Чем полнее Тоня набирал призывного великолепия, тем озабоченней становилась мать. Однажды из-за приоткрытой двери Илья услышал, как она говорила соседке каким-то непривычно-торопливым, тревожным голосом:
– Хоть бы не в Афганистан этот. – И обе они вздыхали.
Вечером Илья залез в атлас. Карта Союза поражала воображение. Очертания ее точь-в-точь напоминали схему членения говяжьей туши, висевшую в центральном гастрономе. А внизу, как коричневое вымя, морщинился Гиндукуш. Высота этих гор обозначалась на карте густым, настолько насыщенным оттенком, что казалось, стоит нажать на него пальцем, и проступит зловещий багрянец и карта взмокнет от красного цвета, похожего на цвет крови.
Полтора года исправно приходили короткие письма, сперва помеченные координатами учебного лагеря в Литве, а потом просто тревожными обозначениями полевой почты: пять цифр, готовых сложиться в какое угодно значение. И только спустя два месяца прибыл наконец ящик из цинка, вложенный в крепкий дощатый футляр, будто содержал нечто хрупкое, что могло разбиться. Можно было решить, что там скрывается экзотический музыкальный инструмент, выписанный из далекой тропической страны местным этнографическим музеем, прихотью чиновничьего каприза проросшим в маленьком городке, как одинокий нечаянный злак на картофельном поле.
«Афганский» участок уже имелся на старом кладбище, которое таилось в старых липах и вязах и сползало к речке, блещущей внизу между черных морщинистых стволов. Там уже лежали четыре загорелых вертолетчика из транспортной авиации. Вокруг в чертополохе доживали имперские могилы. Черный обелиск, покоивший какого-то уездного доктора чеховских времен по фамилии Кауфман, с четырех сторон украшался поэтическими эпитафиями: «Творец из лучшего эфира...», сторона же, обращенная на восток, несла на своей глади строки некоего Ф. Краббова. А рядом возвышалась великолепная чугунная беседка. «Его превосходительству скорбящие сотрудники» – гласили литые буквы, начавшие уже поддаваться ржавчине. У подножия ее буйно разросшаяся крапива охраняла покой этого безымянного превосходительства. Почему-то нашедшего приют под этой чугунной беседкой в городке упрямо называли Цесаревичем, но кто там лежал на самом деле, дознаться было уже не просто. Впоследствии, впрочем, Илья узнал, что лежал там один бездетный и беспоместный генерал-губернатор, скоропостижно скончавшийся проездом к должности.

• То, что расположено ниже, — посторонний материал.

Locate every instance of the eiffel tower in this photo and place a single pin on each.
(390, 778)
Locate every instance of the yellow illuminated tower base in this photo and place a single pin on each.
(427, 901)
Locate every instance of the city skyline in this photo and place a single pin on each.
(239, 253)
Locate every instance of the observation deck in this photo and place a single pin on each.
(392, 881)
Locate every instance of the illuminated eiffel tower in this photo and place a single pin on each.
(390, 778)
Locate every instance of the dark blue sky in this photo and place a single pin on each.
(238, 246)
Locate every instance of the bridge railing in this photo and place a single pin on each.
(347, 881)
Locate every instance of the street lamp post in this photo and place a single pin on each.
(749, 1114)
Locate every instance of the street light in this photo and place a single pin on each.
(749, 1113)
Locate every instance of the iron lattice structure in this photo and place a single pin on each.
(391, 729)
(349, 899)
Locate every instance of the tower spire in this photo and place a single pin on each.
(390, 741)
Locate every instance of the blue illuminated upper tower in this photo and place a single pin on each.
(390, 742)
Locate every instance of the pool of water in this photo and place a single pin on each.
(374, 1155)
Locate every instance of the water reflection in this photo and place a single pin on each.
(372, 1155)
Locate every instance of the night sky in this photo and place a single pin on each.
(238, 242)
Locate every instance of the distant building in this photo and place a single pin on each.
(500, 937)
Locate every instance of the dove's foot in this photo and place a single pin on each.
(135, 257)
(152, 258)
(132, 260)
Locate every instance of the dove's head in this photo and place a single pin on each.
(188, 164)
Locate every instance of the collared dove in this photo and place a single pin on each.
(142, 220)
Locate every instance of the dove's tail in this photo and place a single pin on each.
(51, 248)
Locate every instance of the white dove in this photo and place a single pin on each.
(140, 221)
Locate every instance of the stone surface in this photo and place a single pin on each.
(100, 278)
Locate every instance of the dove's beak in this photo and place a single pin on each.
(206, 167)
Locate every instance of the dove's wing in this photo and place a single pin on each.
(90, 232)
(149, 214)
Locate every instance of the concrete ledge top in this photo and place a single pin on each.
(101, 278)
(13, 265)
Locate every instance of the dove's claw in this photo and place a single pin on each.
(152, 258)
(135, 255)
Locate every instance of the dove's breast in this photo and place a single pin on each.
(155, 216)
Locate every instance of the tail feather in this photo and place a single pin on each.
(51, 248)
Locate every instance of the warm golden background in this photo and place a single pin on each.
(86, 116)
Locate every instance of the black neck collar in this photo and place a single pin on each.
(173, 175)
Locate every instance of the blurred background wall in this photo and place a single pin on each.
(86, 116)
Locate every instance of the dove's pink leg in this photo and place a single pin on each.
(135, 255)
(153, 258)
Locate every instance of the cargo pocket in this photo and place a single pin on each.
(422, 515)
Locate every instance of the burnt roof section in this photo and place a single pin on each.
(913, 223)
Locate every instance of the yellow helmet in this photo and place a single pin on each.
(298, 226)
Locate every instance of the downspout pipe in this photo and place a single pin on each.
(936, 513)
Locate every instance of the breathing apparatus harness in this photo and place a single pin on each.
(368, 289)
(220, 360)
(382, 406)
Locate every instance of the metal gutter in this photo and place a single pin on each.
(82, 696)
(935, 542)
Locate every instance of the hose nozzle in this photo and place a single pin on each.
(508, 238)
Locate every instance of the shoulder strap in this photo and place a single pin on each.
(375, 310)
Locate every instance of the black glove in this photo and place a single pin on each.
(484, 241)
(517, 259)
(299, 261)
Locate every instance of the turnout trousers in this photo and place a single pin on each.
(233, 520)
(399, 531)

Илья смутно представлял себе, что такое смерть. Ящик, в котором прислали брата, так и остался для него ящиком. Он был совершенно убежден, что произошла ошибка и брат жив и только зловещее недоразумение препятствует его возвращению. Не находил он в себе и никакой жажды мести. Эту жертву он почти оправдал. Просто, казалось ему, надо увидеть все собственными глазами и, думал он, попади он в этот Афганистан, он быстро бы разобрался, что там к чему, что стряслось с братом и где его искать.
Случилось недоразумение, мальчишеские чувства одержали без труда верх – других ведь еще не было. В восемнадцать лет не все способны отдать себе отчет, что на чужой войне придется убивать, а не просто слоняться после счастливого возвращения по улицам родных городов, побрякивая наградами и безнадежно ожидая поблажек. В один прекрасный день, когда он проходил мимо военкомата, ноги сами замедлили ход, и он, особенно не раздумывая, написал заявление об участии в боевых действиях. О матери он не думал, потому что был совершенно уверен в своей неприкосновенности. Однако в военкомате решили иначе. Беллона уже вкусила от жертвы этой семьи, и закон, как бы его ни поносили, умеривал ее аппетит, хотя и бесстрастно, но строго.